A car is moving with velocity V. If stop after applying break at a distance of 20 m. If velocity of car is doubled, then how much distance it will cover (travel) after applying break :

To solve the problem, we can use the equations of motion. The key points to consider are the initial velocity of the car, the distance it travels before stopping, and how the distance changes when the initial velocity is doubled. ### Step-by-step Solution: 1. **Understanding the Variables**: - Let the initial velocity of the car be \( V \). - The distance covered before stopping when the car is moving with velocity \( V \) is given as \( S_1 = 20 \, \text{m} \). - When the velocity is doubled, the new initial velocity becomes \( U = 2V \). 2. **Using the Equation of Motion**: - We can use the third equation of motion, which states: \[ V^2 = U^2 + 2aS \] - In this case, when the car stops, the final velocity \( V = 0 \).

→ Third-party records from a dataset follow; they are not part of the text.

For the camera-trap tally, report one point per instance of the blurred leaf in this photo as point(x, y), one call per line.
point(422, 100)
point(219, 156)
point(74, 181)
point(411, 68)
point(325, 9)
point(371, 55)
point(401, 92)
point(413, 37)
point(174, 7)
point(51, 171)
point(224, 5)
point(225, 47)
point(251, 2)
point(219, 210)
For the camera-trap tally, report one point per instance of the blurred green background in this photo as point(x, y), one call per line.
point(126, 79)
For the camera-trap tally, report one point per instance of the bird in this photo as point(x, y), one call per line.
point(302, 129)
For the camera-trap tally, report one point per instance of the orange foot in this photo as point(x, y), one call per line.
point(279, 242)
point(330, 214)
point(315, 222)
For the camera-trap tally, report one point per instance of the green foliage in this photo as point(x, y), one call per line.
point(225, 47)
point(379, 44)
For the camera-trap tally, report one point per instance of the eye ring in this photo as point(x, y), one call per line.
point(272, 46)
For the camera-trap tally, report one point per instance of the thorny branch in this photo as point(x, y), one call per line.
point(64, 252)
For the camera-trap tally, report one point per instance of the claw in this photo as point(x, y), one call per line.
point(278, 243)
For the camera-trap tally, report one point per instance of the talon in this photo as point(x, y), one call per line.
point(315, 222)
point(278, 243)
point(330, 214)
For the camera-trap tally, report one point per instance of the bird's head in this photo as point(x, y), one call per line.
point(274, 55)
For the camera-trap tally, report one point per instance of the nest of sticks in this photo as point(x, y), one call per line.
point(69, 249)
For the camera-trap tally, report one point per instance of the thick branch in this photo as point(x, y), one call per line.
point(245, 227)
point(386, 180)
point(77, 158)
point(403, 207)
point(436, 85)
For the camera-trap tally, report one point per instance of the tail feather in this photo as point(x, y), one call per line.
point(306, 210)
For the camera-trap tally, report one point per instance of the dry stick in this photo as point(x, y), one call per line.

Thus, we can rewrite the equation as: \[ 0 = U^2 + 2aS \] - Rearranging gives: \[ S = -\frac{U^2}{2a} \] - Here, \( S \) is the stopping distance, \( U \) is the initial velocity, and \( a \) is the deceleration. 3. **Finding the Relationship**: - From the equation, we can see that the stopping distance \( S \) is proportional to the square of the initial velocity \( U^2 \): \[ S \propto U^2 \] 4. **Setting Up Ratios**: - Let \( S_2 \) be the stopping distance when the velocity is doubled: \[ \frac{S_1}{S_2} = \frac{U_1^2}{U_2^2} \] - Substituting \( U_1 = V \) and \( U_2 = 2V \): \[ \frac{S_1}{S_2} = \frac{V^2}{(2V)^2} = \frac{V^2}{4V^2} = \frac{1}{4} \] 5. **Calculating the New Distance**: - We know \( S_1 = 20 \, \text{m} \): \[ \frac{20}{S_2} = \frac{1}{4} \] - Cross-multiplying gives: \[ S_2 = 20 \times 4 = 80 \, \text{m} \] ### Final Answer: The distance the car will cover after applying the brakes when its velocity is doubled is **80 meters**.